In the near future, semantic understanding of large document repositories could emerge as a basic necessity. Large document collections (such as digital library of historical documents to research papers) is now common. Understanding is indeed beyond the simple recognition. It is not just creation of text or reproducing the documents. Meanings and relationships between entities (eg. words, sentences, graphics) need to be extracted from the documents and the associated contexts. Mechanisms to extract useful information (using complex queries, interactive dialogues and predicting user intentions) will become an absolute necessity. This is not mere adaptation and extension of the popular solutions in NLP and IR. There are many special challenges ahead of us. These include incorporating the noise and uncertainty that gets introduced in the recognition phase into the document understanding process, decoding and interpreting the visual arrangement of entities in the physical and electronic documents, understanding the human interaction patterns and human intend etc.

Wearable and mobile vision systems also need to now capture, process, understand documents. They introduce a new class of challenges for the researchers and practitioners. The challenges at the capture stage itself (mobile apps and preprocessing, rectification and restoration etc.) is not yet fully understood. Beyond the traditional problems getting mapped into this pipeline, there are many new problems to emerge in this space. Understanding textual content in the wild (beyond the simple scene text words), techniques that assist casual capture of the documents (unlike the focused capture of the documents) in first person vision systems, imaging related issues for text, perceptual and cognitive aspects of human document interaction etc. are examples of the problems in this space.

Even the existing advances in document analysis and recognition need many further improvements and extensions. The results in these areas need additional work to reach newer languages or newer document categories. This is not mere replacement of the existing training data or a simple domain adaptation task. Problem formulation as well as the capture of the domain information (eg. scripts, symbols, grammar, linguistics) itself is in infancy in many areas. Even if the basic recognition is well understood (eg. numeral or character recognition), use of higher level information to recognize, for example a financial summary sheet, is still largely adhoc. How do high level prior knowledge interact with the low level symbol recognizers? This need further investigation. Mathematical models that capture the domain knowledge are required for designing systems that can be analyzed better.

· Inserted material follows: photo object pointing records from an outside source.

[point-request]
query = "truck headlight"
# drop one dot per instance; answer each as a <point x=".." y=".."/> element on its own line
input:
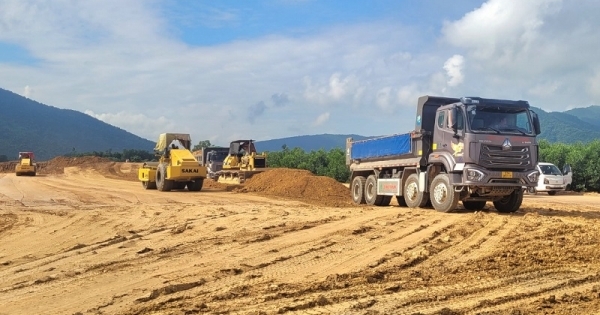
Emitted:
<point x="533" y="176"/>
<point x="474" y="175"/>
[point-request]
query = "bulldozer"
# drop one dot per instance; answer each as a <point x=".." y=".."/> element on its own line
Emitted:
<point x="26" y="165"/>
<point x="241" y="163"/>
<point x="177" y="168"/>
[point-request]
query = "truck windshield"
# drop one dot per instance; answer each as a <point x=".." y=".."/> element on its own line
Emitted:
<point x="550" y="170"/>
<point x="494" y="119"/>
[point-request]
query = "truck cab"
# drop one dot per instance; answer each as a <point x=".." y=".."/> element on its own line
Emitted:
<point x="469" y="149"/>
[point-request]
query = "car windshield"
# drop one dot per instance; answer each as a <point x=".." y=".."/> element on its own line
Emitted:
<point x="494" y="119"/>
<point x="550" y="170"/>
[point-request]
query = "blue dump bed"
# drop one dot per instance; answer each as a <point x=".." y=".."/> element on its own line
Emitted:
<point x="382" y="147"/>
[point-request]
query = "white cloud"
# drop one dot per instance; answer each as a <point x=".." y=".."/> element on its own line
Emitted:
<point x="28" y="91"/>
<point x="323" y="118"/>
<point x="453" y="67"/>
<point x="147" y="126"/>
<point x="124" y="60"/>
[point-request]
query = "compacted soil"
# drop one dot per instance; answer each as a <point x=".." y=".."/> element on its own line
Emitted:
<point x="84" y="237"/>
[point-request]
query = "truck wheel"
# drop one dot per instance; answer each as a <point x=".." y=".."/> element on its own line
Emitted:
<point x="474" y="205"/>
<point x="358" y="188"/>
<point x="401" y="201"/>
<point x="510" y="203"/>
<point x="162" y="183"/>
<point x="149" y="185"/>
<point x="412" y="196"/>
<point x="195" y="185"/>
<point x="442" y="195"/>
<point x="371" y="197"/>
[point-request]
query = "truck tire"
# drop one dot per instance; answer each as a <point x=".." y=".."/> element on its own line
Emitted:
<point x="179" y="185"/>
<point x="442" y="195"/>
<point x="474" y="205"/>
<point x="149" y="185"/>
<point x="196" y="184"/>
<point x="162" y="183"/>
<point x="401" y="201"/>
<point x="510" y="203"/>
<point x="358" y="188"/>
<point x="371" y="197"/>
<point x="412" y="196"/>
<point x="385" y="201"/>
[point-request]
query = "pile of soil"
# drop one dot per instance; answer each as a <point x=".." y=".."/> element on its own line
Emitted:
<point x="57" y="165"/>
<point x="299" y="185"/>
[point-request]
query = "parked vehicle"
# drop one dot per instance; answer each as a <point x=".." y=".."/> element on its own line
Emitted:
<point x="551" y="179"/>
<point x="470" y="149"/>
<point x="212" y="158"/>
<point x="568" y="174"/>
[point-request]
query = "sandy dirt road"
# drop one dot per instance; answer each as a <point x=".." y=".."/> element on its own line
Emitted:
<point x="84" y="243"/>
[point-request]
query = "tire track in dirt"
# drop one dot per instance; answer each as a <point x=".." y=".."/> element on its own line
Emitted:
<point x="479" y="243"/>
<point x="465" y="298"/>
<point x="300" y="264"/>
<point x="496" y="295"/>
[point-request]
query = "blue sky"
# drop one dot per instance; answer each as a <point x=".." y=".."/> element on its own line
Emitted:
<point x="223" y="70"/>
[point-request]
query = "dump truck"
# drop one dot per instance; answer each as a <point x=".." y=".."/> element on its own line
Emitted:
<point x="176" y="167"/>
<point x="26" y="164"/>
<point x="212" y="158"/>
<point x="458" y="151"/>
<point x="242" y="162"/>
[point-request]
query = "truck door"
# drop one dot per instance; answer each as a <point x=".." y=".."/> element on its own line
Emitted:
<point x="445" y="138"/>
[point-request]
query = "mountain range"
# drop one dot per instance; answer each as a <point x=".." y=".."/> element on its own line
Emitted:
<point x="27" y="125"/>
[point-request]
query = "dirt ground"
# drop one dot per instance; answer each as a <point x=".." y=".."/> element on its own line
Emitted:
<point x="83" y="237"/>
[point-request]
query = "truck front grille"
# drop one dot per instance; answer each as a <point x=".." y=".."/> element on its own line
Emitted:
<point x="494" y="157"/>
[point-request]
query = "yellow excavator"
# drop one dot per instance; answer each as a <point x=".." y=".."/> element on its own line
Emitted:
<point x="177" y="168"/>
<point x="26" y="165"/>
<point x="241" y="163"/>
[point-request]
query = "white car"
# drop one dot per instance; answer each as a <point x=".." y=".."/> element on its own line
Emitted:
<point x="551" y="179"/>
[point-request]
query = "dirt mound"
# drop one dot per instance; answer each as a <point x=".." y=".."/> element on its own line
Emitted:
<point x="299" y="185"/>
<point x="57" y="165"/>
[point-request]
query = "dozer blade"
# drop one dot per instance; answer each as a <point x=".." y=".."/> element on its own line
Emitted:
<point x="237" y="177"/>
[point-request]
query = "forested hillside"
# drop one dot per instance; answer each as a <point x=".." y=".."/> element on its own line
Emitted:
<point x="27" y="125"/>
<point x="50" y="131"/>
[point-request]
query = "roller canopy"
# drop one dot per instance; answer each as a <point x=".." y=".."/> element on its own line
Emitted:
<point x="166" y="138"/>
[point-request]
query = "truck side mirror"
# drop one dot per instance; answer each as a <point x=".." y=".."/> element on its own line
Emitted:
<point x="454" y="121"/>
<point x="536" y="123"/>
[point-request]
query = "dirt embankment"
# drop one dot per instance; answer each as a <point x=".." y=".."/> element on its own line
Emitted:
<point x="293" y="184"/>
<point x="299" y="185"/>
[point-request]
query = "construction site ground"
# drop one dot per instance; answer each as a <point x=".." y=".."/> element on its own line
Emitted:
<point x="84" y="237"/>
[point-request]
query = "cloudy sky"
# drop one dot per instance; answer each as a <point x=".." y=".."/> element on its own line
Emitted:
<point x="268" y="69"/>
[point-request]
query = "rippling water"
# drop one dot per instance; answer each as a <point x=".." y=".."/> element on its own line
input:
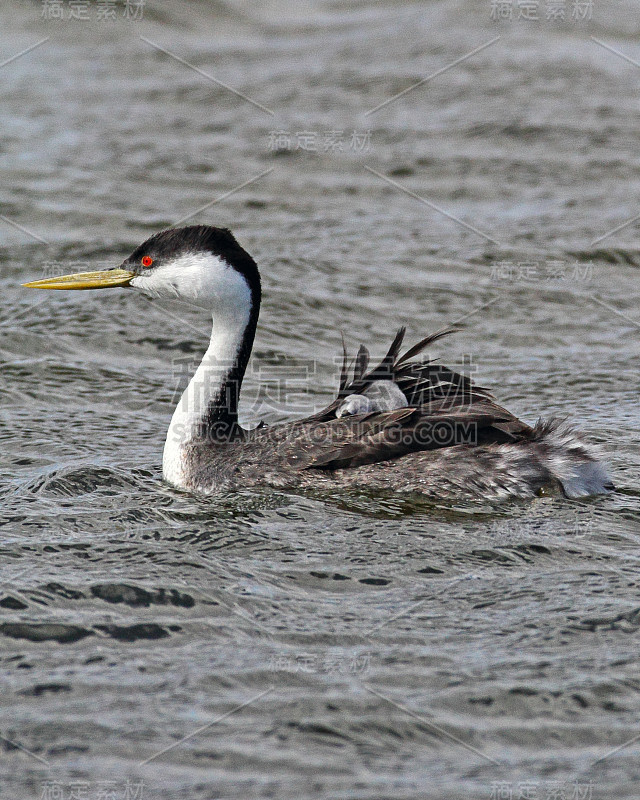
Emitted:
<point x="273" y="645"/>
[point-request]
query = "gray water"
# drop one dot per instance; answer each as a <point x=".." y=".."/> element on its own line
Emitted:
<point x="160" y="645"/>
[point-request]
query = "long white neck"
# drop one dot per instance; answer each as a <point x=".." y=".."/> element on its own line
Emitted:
<point x="210" y="398"/>
<point x="207" y="411"/>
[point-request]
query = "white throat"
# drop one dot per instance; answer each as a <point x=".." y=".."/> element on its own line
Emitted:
<point x="207" y="281"/>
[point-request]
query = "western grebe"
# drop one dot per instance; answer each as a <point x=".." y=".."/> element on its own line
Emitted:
<point x="405" y="425"/>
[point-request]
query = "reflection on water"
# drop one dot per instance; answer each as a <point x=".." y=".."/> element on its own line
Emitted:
<point x="268" y="644"/>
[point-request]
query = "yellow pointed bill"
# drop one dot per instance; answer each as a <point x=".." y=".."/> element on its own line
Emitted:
<point x="85" y="280"/>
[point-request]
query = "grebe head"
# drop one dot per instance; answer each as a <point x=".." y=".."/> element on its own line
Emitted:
<point x="200" y="265"/>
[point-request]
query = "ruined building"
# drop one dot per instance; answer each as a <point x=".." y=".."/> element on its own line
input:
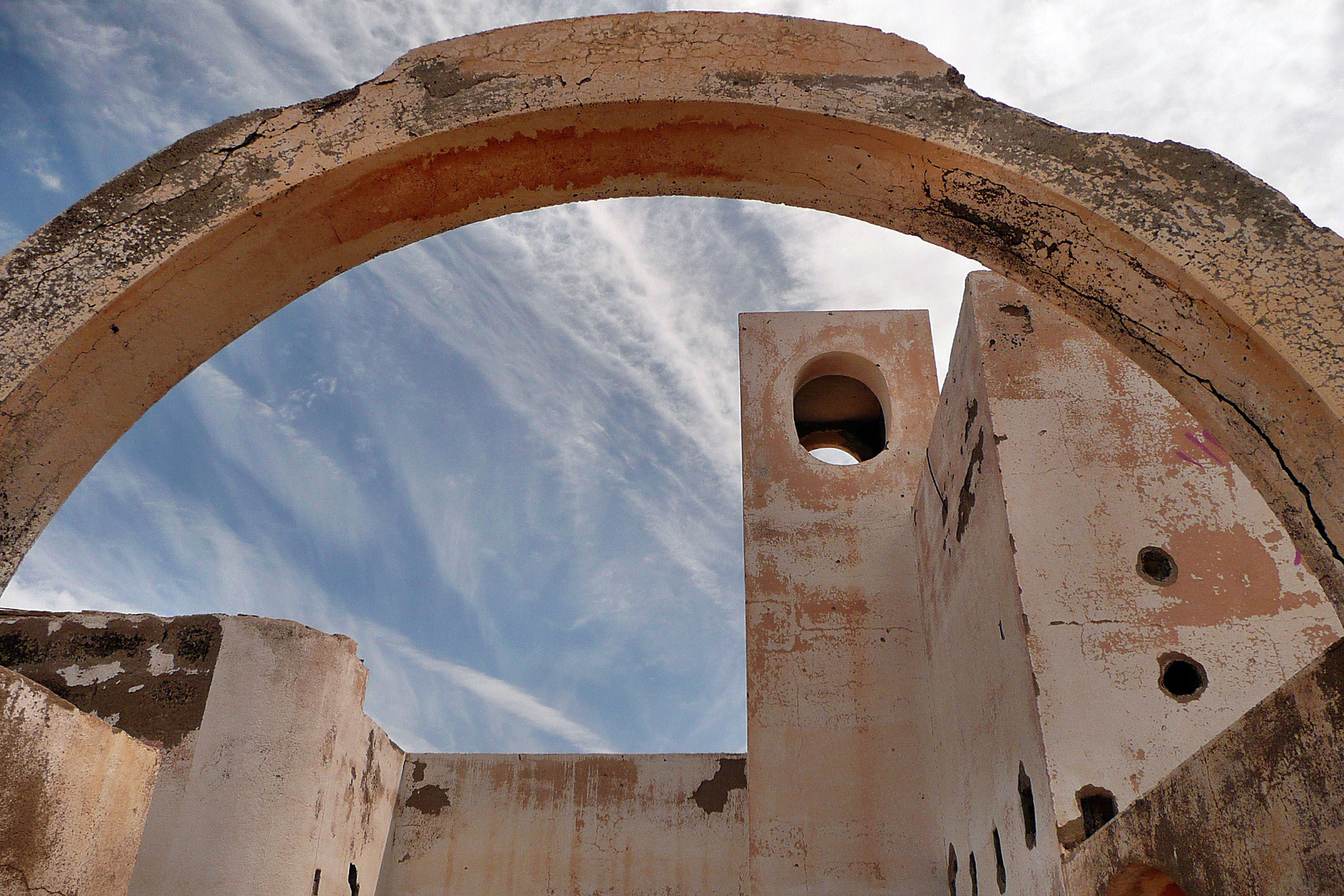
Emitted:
<point x="1069" y="625"/>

In short, there are a number of problems and directions yet to be investigated in detail. Many new problems are emerging due to the advances in technology, algorithms and human needs. We, as a community, need to adapt and take leadership in formulating and solving these problems.


Short Bio

C. V. Jawahar is a professor at IIIT Hyderabad, India. He received PhD from IIT Kharagpur and has been with IIIT Hyderabad since Dec. 2000. At IIIT Hyderabad, Jawahar leads a group focusing on computer vision, machine learning and multimedia systems. In the recent years, he has been looking into a set of problems that overlap with vision, language and text. He is also interested in large scale multimedia systems with special focus on retrieval. He has more than 50 publications in top tier conferences in computer vision, robotics and document image processing. He is a fellow of IAPR. He has served as a chair for previous editions of ACCV, WACV, IJCAI, ICCV and ICVGIP. Presently, he is an area editor of CVIU and an associate editor of IEEE PAMI. He is also a program co-chair for ICDAR 2017 and ACCV 2018.